Important: This is a playground, not a 24/7 service. To avoid unexpected charges, always run make infra-destroy as soon as you are finished with your experiments, especially at the end of the day.

This platform is designed to be very low-cost when used for typical development and learning (i.e., running for a few hours at a time).

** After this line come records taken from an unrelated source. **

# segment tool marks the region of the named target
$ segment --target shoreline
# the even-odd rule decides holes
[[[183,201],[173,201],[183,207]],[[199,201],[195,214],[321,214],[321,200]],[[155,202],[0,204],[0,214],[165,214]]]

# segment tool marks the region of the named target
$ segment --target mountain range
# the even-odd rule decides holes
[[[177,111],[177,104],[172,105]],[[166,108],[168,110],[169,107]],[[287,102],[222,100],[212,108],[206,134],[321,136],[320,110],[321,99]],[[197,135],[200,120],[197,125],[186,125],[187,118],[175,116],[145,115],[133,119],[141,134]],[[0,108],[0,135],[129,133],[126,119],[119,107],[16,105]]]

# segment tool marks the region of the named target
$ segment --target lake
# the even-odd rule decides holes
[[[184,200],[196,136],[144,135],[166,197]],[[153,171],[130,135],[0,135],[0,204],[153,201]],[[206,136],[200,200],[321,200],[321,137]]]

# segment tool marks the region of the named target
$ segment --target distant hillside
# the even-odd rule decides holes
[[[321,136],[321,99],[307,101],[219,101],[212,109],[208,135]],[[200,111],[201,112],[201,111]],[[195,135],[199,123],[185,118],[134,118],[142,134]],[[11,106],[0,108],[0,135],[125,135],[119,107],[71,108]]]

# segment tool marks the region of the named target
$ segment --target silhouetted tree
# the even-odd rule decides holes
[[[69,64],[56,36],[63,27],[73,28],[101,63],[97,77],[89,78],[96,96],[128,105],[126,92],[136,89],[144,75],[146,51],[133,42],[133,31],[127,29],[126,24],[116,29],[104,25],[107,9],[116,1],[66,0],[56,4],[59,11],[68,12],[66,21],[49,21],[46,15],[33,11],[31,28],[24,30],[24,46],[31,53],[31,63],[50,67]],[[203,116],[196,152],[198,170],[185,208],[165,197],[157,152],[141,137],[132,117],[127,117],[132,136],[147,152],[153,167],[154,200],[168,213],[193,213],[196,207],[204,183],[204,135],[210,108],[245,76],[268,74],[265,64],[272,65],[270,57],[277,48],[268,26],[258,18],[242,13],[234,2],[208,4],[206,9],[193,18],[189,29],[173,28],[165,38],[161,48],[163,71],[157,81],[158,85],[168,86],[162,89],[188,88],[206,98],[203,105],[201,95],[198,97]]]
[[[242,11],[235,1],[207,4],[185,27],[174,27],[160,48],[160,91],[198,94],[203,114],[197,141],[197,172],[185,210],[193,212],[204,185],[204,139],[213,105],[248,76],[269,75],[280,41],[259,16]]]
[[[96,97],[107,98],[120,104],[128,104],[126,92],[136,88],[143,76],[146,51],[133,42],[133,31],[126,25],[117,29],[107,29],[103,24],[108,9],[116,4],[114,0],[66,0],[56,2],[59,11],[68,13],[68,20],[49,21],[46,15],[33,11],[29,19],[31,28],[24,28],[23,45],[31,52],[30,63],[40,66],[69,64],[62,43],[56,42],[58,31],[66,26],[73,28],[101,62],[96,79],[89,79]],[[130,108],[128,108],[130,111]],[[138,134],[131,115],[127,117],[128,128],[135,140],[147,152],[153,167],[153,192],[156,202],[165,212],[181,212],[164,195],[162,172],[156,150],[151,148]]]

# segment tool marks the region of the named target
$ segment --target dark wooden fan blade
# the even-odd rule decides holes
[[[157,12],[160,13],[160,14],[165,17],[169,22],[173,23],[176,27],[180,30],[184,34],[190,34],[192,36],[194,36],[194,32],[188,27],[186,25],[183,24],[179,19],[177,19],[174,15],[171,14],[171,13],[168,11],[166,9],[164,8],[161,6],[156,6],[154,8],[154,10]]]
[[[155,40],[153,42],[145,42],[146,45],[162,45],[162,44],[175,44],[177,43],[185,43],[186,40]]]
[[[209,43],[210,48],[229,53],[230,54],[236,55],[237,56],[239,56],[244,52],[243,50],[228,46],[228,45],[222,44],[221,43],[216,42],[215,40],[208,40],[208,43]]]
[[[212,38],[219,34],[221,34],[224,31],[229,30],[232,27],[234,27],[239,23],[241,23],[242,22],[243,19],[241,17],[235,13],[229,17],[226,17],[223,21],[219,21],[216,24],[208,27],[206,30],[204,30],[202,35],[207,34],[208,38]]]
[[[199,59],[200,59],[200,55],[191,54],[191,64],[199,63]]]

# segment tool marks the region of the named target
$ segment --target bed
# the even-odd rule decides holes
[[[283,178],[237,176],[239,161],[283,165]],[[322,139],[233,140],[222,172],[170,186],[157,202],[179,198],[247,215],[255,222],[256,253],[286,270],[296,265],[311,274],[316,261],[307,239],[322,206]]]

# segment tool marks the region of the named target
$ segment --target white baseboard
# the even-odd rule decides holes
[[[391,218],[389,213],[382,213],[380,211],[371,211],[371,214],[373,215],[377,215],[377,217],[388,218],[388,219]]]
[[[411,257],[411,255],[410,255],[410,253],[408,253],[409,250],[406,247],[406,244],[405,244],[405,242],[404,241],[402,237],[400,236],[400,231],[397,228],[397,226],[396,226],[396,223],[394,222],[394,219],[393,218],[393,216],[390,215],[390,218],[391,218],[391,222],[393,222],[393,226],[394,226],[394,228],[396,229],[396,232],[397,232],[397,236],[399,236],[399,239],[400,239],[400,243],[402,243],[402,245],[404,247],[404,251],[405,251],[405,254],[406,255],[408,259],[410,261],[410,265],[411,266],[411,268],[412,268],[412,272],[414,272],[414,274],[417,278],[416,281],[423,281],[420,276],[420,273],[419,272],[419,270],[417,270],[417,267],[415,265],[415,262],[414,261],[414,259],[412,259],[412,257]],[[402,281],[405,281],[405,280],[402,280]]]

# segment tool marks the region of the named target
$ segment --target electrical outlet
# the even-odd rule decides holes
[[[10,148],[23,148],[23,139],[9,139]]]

  • Realistic Cost: In practice, running experiments intermittently for a month has resulted in charges as low as ~$2/month, even without the AWS Free Tier.
  • High-Volume Estimate: A continuous, high-load estimate was created using the AWS Calculator. This assumed the platform ran 24/7 for 30 days with a heavy clickstream load (20 events/second) and came to ~$160/month.
  • Main Cost Driver: The vast majority of the high-end estimate (~$140) comes from the API Gateway.

You can control costs by:

  1. Running make infra-destroy when you're done.
  2. Reducing the event frequency of the mcdp-clickstream generator or running it for shorter periods.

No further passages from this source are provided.